The teaching panel next morning contradicted conventional wisdom about conferences: practically EVERYBODY showed up for it at 9 a.m.! We arranged ourselves in a circle, and one could feel the germination of a real sense of community there. Bonnie Kime Scott gave a witty and informed introduction, and the participants did not hold back with comments and reminiscences about their own experiences teaching West, especially “Indissoluble Matrimony,” which was disliked by students for its apparent “male-bashing” and unbalanced emotionality. Other students felt it was uneasily situated between tragedy and grotesque. At one point, Marion Macleod delivered a wonderful anecdote, in which she reminisced that Rebecca always complained about H.G. Wells slashing the air with his arm as he shook his writing utensil, because he usually had a “leaky pen.” (Well, that’s one way of putting it.) Thus we learned that Rebecca’s famous affair included, not so famously, constant cushion cleaning.

The publisher’s panel that ended the conference was incredibly interesting, and posed a real challenge to West “missionaries.” Jean Casella from the Feminist Press remarked that constituencies far more militant than the tame Rebecca West group had badgered her relentlessly to publish their favorite authors, implying that we may feel free to step up the effort. Edwin Frank from NYRB Classics said that issuing the Aubrey trilogy as one volume (Bernard’s perennial pet project) is out of the question, both financially and practically, since they already issued The Fountain Overflows separately. (Fountain is selling far above expectations mainly because it was briefly mentioned in the Oprah Magazine, as the one novel Jay Leno’s wife, Mavis, recommends!) He also suggested that publishing West would be easier if we could only agree on the ONE central text that each one of us would teach and that would be required reading for students. (Any suggestions?) John Kulka from Yale insinuated that there “might be room for a West anthology if it were done exactly right.” Carl Rollyson then made the visionary proposal that we could self-publish a certain number of copies of, say, The Birds Fall Down, to satisfy the teaching demands of a specified number of West scholars. Once the teaching can be shown to “move” a certain number of copies regularly, a trade publisher might be willing put the book on their list. From Dennis Drabelle (Washington Post) we learned that re-issued books are almost never reviewed, while new publications are, such as The Sentinel and Survivors in Mexico.

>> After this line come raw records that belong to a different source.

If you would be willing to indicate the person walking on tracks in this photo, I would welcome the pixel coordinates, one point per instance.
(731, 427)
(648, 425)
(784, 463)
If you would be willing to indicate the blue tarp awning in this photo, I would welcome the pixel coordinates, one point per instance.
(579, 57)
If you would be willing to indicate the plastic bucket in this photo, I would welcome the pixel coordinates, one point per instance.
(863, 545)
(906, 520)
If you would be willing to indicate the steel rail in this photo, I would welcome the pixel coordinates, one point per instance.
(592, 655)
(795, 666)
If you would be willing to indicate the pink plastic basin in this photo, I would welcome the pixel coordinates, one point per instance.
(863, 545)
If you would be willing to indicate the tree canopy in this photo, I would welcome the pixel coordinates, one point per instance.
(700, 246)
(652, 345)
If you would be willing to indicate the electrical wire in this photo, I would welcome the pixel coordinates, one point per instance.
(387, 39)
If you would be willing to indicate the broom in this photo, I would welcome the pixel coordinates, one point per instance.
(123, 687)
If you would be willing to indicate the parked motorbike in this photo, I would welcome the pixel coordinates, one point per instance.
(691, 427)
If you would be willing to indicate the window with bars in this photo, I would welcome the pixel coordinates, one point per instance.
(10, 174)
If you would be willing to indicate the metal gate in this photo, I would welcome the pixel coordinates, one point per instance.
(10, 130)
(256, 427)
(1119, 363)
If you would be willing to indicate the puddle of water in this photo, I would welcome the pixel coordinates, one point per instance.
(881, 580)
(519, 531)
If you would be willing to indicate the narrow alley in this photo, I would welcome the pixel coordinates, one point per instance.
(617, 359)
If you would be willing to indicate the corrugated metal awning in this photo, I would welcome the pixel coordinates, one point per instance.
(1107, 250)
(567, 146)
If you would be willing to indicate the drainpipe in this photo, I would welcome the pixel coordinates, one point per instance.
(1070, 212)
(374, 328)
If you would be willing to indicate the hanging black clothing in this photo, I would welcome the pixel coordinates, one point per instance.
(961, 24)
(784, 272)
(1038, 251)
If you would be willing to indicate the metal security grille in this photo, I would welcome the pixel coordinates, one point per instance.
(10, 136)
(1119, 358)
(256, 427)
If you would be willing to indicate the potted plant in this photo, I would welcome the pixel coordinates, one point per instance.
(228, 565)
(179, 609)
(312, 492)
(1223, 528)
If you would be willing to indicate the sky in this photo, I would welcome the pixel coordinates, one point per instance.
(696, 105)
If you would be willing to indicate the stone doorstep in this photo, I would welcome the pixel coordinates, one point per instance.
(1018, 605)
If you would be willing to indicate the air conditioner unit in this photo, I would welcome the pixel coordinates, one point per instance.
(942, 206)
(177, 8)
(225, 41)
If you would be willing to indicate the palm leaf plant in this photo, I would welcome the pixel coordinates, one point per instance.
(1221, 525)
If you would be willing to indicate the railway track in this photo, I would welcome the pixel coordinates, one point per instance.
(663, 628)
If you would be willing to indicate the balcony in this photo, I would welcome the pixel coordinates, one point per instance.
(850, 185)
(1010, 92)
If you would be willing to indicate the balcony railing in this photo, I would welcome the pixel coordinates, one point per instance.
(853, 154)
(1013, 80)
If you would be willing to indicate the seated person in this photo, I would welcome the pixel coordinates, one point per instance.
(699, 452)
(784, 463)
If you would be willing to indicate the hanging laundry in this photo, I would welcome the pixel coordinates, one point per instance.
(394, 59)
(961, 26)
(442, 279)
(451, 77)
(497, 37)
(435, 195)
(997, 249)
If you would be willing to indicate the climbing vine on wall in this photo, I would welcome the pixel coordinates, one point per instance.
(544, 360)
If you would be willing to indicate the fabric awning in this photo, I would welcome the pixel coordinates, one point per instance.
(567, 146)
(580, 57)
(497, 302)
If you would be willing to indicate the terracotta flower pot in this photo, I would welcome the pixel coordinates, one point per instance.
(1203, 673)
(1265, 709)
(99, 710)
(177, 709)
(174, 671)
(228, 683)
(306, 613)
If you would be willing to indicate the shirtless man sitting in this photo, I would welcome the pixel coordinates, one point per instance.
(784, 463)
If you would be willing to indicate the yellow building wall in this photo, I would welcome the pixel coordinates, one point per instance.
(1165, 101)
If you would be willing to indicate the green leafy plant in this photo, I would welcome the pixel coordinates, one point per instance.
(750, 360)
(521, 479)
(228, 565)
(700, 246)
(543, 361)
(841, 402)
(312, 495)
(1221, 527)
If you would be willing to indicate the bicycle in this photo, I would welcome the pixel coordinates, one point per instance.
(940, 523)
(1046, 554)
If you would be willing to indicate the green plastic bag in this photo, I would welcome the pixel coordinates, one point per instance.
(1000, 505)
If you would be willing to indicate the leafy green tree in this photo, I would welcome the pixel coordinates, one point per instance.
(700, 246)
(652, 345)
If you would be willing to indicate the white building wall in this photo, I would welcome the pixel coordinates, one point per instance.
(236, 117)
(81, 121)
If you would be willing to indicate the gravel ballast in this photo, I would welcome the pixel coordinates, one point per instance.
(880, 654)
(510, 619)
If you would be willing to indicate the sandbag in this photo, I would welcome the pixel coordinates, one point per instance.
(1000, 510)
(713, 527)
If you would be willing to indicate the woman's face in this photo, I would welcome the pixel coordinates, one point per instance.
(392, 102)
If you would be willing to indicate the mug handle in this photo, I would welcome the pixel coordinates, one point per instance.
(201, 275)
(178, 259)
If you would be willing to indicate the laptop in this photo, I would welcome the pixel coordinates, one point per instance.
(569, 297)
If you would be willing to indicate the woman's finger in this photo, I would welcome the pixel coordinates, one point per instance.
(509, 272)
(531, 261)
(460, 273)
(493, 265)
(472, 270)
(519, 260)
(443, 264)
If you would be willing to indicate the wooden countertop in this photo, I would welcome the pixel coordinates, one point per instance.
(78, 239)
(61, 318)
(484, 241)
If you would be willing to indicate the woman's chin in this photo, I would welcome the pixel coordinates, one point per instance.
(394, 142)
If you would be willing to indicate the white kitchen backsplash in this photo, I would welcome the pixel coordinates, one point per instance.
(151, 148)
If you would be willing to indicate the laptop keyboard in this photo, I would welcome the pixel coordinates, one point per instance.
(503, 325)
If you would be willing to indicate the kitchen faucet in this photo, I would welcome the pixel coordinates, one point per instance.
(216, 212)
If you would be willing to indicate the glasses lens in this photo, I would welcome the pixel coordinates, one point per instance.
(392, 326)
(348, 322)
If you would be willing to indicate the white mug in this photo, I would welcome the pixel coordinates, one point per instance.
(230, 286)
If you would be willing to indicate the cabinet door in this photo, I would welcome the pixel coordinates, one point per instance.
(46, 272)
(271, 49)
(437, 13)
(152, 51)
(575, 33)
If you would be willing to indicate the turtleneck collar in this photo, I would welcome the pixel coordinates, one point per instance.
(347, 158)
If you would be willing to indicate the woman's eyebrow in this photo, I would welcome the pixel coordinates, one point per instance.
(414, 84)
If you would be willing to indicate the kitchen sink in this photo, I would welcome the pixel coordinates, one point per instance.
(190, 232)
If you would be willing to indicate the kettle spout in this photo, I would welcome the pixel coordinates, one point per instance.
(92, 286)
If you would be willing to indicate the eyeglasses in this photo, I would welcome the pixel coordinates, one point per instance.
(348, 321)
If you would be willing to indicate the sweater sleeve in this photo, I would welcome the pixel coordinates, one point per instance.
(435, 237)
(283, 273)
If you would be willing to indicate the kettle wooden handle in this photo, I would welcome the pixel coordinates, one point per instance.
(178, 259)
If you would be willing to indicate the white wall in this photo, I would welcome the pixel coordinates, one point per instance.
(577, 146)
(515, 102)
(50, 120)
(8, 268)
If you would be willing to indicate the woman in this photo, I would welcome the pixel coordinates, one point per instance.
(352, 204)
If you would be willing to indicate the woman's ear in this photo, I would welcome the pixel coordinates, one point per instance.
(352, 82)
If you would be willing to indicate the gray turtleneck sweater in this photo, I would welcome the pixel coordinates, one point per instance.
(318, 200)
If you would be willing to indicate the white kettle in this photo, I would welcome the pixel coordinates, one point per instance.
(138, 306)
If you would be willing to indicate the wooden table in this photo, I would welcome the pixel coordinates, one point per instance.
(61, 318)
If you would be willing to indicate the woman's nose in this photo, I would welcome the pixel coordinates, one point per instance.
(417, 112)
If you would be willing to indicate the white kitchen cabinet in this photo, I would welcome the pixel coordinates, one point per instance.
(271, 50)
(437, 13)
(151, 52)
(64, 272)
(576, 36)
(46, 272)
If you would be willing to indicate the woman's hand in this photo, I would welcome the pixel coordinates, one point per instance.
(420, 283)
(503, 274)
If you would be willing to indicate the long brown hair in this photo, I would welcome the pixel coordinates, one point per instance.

Finally, we were thrilled to have in attendance several members of West’s family: her niece Mrs. Alison Selford, her nephew Dr. Norman Macleod, his wife Marion, and their daughter Helen Atkinson. Each contributed fascinating stories (see Norman’s essay in this newsletter). West’s last secretary, the novelist Diana Stainforth, discussed the particulars of working for “Dame Rebecca,” and stressed what Alison Selford had said earlier: “Rebecca was a worker” whose energy and discipline helped her to produce an enormous body of writing. Generous, warm, demanding, she remained in her old age “interested in everything.” She loved to “go through the shops,” Diana said, and was convinced that her secretary—who wanted to work part time in order to write—must be having an affair with a married man on her days off! West’s friend Kit Wright, who had hosted her in Mexico and Connecticut, was also at the conference.

From all these friends and family members, scholars and readers, we sensed real affection for the woman and artist Rebecca West. If at times it was mixed with disagreement—how could it be otherwise with Dame Rebecca?—nevertheless respect and admiration always won out. We anticipate our next conference with pleasure, and hope to see new members among the originals who made this first so fine.